2024年08月14日

遺族厚生年金について考える。

遺族厚生年金について考える。

 半世紀以上前、わたしが12歳中学一年生になった6月に、父親が心臓の病気で急死しました。父は40歳でした。
 病院から自宅に運ばれた父の遺体のすぐそばで、わたしは仁王立ち(におうだち。仁王像(におうぞう)のように、怒っている(いかっている)ように、足を大きく広げて、勇ましく立つ(いさましくたつ))しながら、亡くなっている父親の顔を睨みつけて(にらみつけて)いたことを覚えています。
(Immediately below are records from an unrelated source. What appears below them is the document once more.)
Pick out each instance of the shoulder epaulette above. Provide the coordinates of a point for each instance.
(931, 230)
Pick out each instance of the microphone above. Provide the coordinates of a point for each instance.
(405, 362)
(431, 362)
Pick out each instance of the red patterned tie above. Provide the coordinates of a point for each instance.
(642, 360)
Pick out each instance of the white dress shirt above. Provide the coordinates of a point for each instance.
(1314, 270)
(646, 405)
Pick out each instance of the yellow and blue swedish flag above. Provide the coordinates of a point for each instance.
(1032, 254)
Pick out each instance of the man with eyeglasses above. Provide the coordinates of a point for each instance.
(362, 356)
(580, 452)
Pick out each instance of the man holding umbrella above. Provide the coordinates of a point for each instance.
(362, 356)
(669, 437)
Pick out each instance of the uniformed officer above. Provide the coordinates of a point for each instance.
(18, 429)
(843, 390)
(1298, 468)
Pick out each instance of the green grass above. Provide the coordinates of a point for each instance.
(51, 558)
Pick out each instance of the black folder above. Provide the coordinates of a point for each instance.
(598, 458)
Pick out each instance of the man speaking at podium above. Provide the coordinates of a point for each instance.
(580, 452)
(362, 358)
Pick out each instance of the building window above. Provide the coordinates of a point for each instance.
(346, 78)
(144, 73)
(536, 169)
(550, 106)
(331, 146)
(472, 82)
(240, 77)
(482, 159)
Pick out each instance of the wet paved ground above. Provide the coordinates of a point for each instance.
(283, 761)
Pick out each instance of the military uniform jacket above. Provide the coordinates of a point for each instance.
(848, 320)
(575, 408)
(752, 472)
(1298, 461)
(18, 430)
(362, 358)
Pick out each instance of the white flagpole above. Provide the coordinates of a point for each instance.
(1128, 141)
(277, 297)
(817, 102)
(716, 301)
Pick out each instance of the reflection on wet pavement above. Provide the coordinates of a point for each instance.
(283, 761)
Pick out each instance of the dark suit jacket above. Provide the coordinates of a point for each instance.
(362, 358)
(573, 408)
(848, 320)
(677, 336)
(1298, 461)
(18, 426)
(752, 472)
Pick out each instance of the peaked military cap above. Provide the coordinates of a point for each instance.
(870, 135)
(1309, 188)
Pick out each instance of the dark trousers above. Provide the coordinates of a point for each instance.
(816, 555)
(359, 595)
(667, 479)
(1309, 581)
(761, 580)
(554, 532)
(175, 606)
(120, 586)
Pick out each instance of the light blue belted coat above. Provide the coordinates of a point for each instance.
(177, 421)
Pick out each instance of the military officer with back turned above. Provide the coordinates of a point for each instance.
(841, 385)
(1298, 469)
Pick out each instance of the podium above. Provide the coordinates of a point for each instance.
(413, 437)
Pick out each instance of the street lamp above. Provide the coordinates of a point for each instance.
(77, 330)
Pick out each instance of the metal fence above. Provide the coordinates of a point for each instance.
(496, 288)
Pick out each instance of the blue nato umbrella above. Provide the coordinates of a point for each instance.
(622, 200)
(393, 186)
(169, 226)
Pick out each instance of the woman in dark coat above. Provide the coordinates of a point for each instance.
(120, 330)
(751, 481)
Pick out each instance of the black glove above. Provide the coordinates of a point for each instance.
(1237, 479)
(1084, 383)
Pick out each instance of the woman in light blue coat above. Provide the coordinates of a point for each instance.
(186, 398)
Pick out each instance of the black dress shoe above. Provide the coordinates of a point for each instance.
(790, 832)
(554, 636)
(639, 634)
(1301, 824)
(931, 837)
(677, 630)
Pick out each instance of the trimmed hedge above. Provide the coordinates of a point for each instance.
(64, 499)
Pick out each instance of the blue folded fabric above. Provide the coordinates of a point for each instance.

 『これから先(自分たち家族は)どうやって食べていくんだ!(収入源を失って、どうやって生活していくんだ)』

 心配していたとおり、それからわたしが就職するまで、経済的には悲惨な状況が続きました。
 食べ物は粗食で、着るものはなく(私服)、休みの日でも中学校の制服で過ごす時期が続きました。現在のような、こどもを扶養するための各種手当(福祉施策)はありませんでした。
 お金がほしくて、中学生の頃からアルバイトをしていました。おとなに混じって働いていました。
 結婚して共働きを始めてから経済的には救われました。

 あれから半世紀以上の時が流れて、自分は老齢期を迎えました。

 母親は、90歳近くの高齢者になりました。

 ふと、気づいたのです。

 母親は、35歳で夫を失って、その後ずーっと、死んだオヤジかかけていた遺族厚生年金をもらっています。
 びっくりしました。

 母は、遺族年金を貯金して、自分は、安い賃金のパート仕事や、老いてからは、自宅で内職仕事をして、その収入で暮らしていました。
 貯金した父の遺族年金は、こどもであるわたしやきょうだいが、就職するとき、結婚するときに、支度金(したくきん)や祝い金として使用されました。
 わたしの父は、死してなお、自分の妻子のために尽くしてくれたのでした。(つくしてくれたのでした)
 父に感謝です。そして年金制度にも感謝です。